A must visit pit stop is at the gallery of Milan Design Week’s godmother Rossana Orlandi [Via Mandello 14, MM2 St. Ambrogio], nearby check what’s on at the Science & Technology Museum Leonardo da Vinci in Via San Vittore 21 which often hosts installations and exhibitions. Make sure to visit La Triennale di Milano [Via Alemagna 6, MM1,2 Cadorna], a true temple of design hosting major exhibitions, talks and events, as well installations in the exquisite garden designed by renown artist De Chirico.
Brera Design District [MM1 Brera] hosts the flagship stores of some of the leading Italian design brands. Explore the historic district’s cobbled streets and verdant courtyards to discover unexpected installations. The most popular streets are Pontaccio, Via Brera, via Solferino, Piazza San Marco and Corso Garibaldi.
Tortona [MM2 Porta Genova] is a post industrial neighbourhood with large exhibition spaces. The main venues are Superstudio and co-working space and cultural platform Base which host curated programmes of events, talks and installations. Along via Tortona and via Savona garages, shops and offices are transformed into exhibition galleries for independent brands.
Porta Venezia Design district [MM1 Porta Venezia] is an elegant neighborhood with Art Deco buildings, bars and exhibitions. Must go destination is Villa Necchi Campiglio, a glorious villa in Via Mozart 8 designed by Piero Portaluppi in the 1930s which often hosts major exhibitions.
Isola design district is located just beyond the skyscrapers embracing Piazza Gae Aulenti. The new creative epicenter is full of surprises. The Stecca, a former squat now turned into a community exhibition centre, hosts a program of talks and events. Find new inspirations at the Milan Design Market.

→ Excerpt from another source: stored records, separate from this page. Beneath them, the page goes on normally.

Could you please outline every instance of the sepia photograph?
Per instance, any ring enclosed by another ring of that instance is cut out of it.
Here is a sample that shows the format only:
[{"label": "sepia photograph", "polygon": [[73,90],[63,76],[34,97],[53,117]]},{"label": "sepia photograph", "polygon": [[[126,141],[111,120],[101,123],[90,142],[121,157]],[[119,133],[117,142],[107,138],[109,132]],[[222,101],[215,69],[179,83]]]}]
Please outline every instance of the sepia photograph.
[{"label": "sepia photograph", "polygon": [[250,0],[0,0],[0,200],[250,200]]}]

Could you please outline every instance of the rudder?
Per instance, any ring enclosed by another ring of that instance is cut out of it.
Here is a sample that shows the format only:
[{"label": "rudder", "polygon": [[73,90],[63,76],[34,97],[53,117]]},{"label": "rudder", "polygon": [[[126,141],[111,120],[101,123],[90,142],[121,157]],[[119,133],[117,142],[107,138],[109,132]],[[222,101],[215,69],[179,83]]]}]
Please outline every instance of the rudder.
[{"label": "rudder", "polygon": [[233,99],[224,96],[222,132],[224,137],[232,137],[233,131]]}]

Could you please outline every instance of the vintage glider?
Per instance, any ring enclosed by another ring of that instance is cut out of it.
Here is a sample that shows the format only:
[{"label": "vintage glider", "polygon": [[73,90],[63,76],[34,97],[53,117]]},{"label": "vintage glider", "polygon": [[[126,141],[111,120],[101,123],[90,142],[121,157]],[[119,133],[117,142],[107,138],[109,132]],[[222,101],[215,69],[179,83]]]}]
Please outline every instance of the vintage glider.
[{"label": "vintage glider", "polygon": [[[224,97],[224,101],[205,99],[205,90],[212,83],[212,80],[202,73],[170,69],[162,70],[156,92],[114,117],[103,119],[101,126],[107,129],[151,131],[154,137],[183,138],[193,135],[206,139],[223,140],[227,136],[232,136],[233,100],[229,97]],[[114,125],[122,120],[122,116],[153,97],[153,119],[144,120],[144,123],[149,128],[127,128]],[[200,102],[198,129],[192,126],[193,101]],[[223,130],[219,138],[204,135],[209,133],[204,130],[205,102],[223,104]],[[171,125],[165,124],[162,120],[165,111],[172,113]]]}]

NoLo – North of Loreto – district is a vibrant multiethnic neighborhood with exhibitions and installations in unexpected locations such as the massive industrial vaults under the central station. [MM2 and 3 Centrale and MM3 Loreto].
Every year new design districts are born including Sarpi Bridge if the Chinese neighborhood of Milan [MM5 Monumentale] and, the ultimate one, Bovisa [S1,2 & 3 Bovisa Politecnico].